A buffer solution, a culture solution, etc. may be mentioned, but the invention is not limited thereto. As a concrete method for performing the conversion of the present invention,
(1) A method of adding valencene to the culture of the microbial cells, (2) a method of culturing the microbial cells in a medium containing valencene, (3) a method of contacting valencene to the immobilized cells of the microorganism, There are (4) a method of bringing valencene into contact with the ground product of the microbial cells, (5) a method of bringing valencene into contact with an extracted enzyme solution of the microbial cells, and the like. For example, the method of adding valencene to the culture of the microbial cells can be carried out as follows.
【0015】培養培地としては、ムコール属の微生物を
培養可能なものであるならば何ら限定されるものではな
いが、例えば、実施例1に記載のCzapek-peptone培地等
が用いられる。培養は、静置培養、振盪培養、通気攪拌
培養等を行うことができ、培養温度は20〜30℃、p
Hは4〜8が好ましい。このうち、特に好ましくは、2
7℃、pH4〜8である。培養日数は変換に必要な細胞
数に至るまでの期間が必要とされ、通常は5〜20日前
後であるが、特にこれに限定されるものではない。The culture medium is not particularly limited as long as it can culture a microorganism of the genus Mucor, but for example, the Czapek-peptone medium described in Example 1 is used.
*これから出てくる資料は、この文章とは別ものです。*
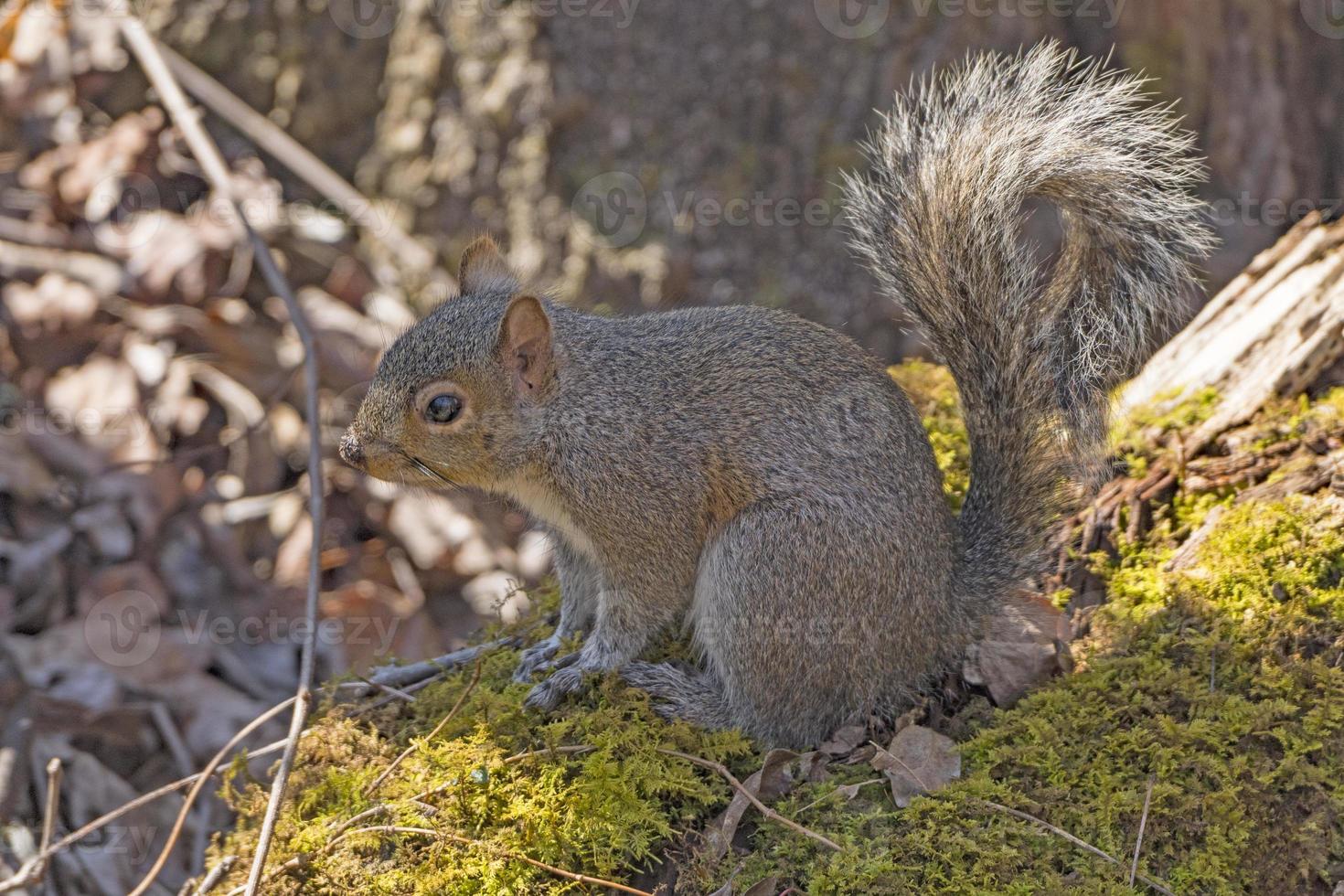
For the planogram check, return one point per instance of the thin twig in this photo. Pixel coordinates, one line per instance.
(413, 673)
(197, 787)
(48, 818)
(1143, 822)
(20, 878)
(765, 810)
(457, 838)
(558, 872)
(1075, 841)
(300, 162)
(433, 733)
(35, 868)
(217, 172)
(215, 875)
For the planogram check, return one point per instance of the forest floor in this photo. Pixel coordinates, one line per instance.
(1194, 746)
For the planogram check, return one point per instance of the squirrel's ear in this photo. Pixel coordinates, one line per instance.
(526, 346)
(484, 268)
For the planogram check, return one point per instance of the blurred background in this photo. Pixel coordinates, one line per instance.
(632, 156)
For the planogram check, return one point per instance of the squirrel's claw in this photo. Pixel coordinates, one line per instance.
(537, 658)
(549, 693)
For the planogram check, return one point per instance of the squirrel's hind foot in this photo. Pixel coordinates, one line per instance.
(679, 693)
(540, 657)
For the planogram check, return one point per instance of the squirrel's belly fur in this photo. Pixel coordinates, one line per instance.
(758, 477)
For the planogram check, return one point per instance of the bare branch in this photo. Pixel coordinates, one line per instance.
(212, 164)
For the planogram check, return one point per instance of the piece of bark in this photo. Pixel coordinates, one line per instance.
(1270, 332)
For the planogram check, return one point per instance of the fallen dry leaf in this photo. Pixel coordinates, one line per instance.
(918, 761)
(1024, 644)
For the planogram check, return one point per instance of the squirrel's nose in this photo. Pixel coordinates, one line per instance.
(351, 450)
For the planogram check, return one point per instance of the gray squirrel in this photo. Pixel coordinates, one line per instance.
(761, 480)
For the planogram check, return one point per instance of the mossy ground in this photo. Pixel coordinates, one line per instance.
(1221, 686)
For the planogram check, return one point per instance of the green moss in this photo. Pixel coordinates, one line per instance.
(934, 395)
(1221, 684)
(1144, 432)
(605, 812)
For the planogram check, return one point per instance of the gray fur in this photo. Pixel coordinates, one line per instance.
(760, 480)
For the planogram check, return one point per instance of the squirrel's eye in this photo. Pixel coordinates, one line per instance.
(443, 409)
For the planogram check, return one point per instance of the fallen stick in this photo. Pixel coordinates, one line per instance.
(299, 160)
(217, 174)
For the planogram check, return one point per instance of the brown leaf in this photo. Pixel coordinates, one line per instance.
(846, 741)
(1023, 646)
(771, 782)
(918, 761)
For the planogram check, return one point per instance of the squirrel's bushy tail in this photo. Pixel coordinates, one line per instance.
(1035, 354)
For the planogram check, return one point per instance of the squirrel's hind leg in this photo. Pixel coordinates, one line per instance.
(680, 693)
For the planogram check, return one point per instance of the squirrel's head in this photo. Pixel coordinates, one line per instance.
(451, 400)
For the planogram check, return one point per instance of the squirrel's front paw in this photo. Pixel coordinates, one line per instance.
(549, 693)
(537, 658)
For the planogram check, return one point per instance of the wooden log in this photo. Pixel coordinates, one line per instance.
(1270, 332)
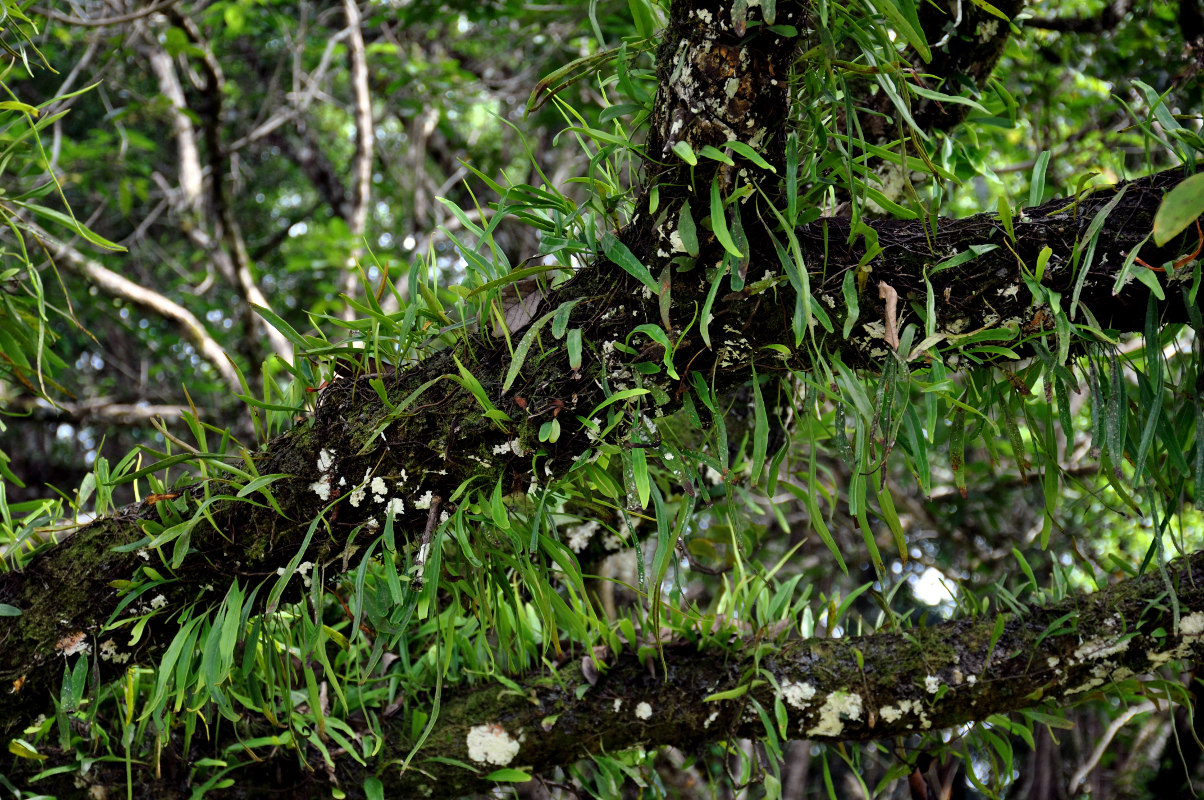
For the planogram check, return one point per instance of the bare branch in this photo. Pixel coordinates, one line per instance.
(100, 22)
(153, 301)
(365, 136)
(190, 176)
The culture can be static culture, shaking culture, aeration-agitation culture, etc., and the culture temperature is 20 to 30 ° C., p
H is preferably 4 to 8. Of these, particularly preferred is 2
It is 7 ° C and pH 4-8. The number of culture days requires a period until reaching the number of cells required for conversion, and is usually about 5 to 20 days, but is not particularly limited to this.
【0016】本発明の変換の反応は、上記のように増殖
させたムコール属の微生物の培養物に変換の基質となる
バレンセンを添加し、さらなる培養を行うことによって
達成することができる。添加するバレンセンは、その純
度や増殖させたムコール属の微生物の種類及びその細胞
数によって変化するが、添加濃度として0.5mg/l〜50g/l
が好ましく、例えば、ムコール属菌1,000mg/100mlを含
む培養物100mlに対し、バレンセンを500mg以上添加する
ことができる。さらに、界面活性剤等の使用によりその
添加量を増やすことも可能である。バレンセンは、固体
又は液体の形状で添加することができ、その添加全量
は、一段階又は二段階以上の多段階、もしくは連続的に
加えてもよい。The conversion reaction of the present invention can be achieved by adding valencene, which is a conversion substrate, to a culture of a microorganism of the genus Mucor grown as described above and further culturing. Valensene to be added varies depending on the purity and the type of the microorganism of the genus Mucor and the number of cells thereof, but the addition concentration is 0.5 mg / l to 50 g / l.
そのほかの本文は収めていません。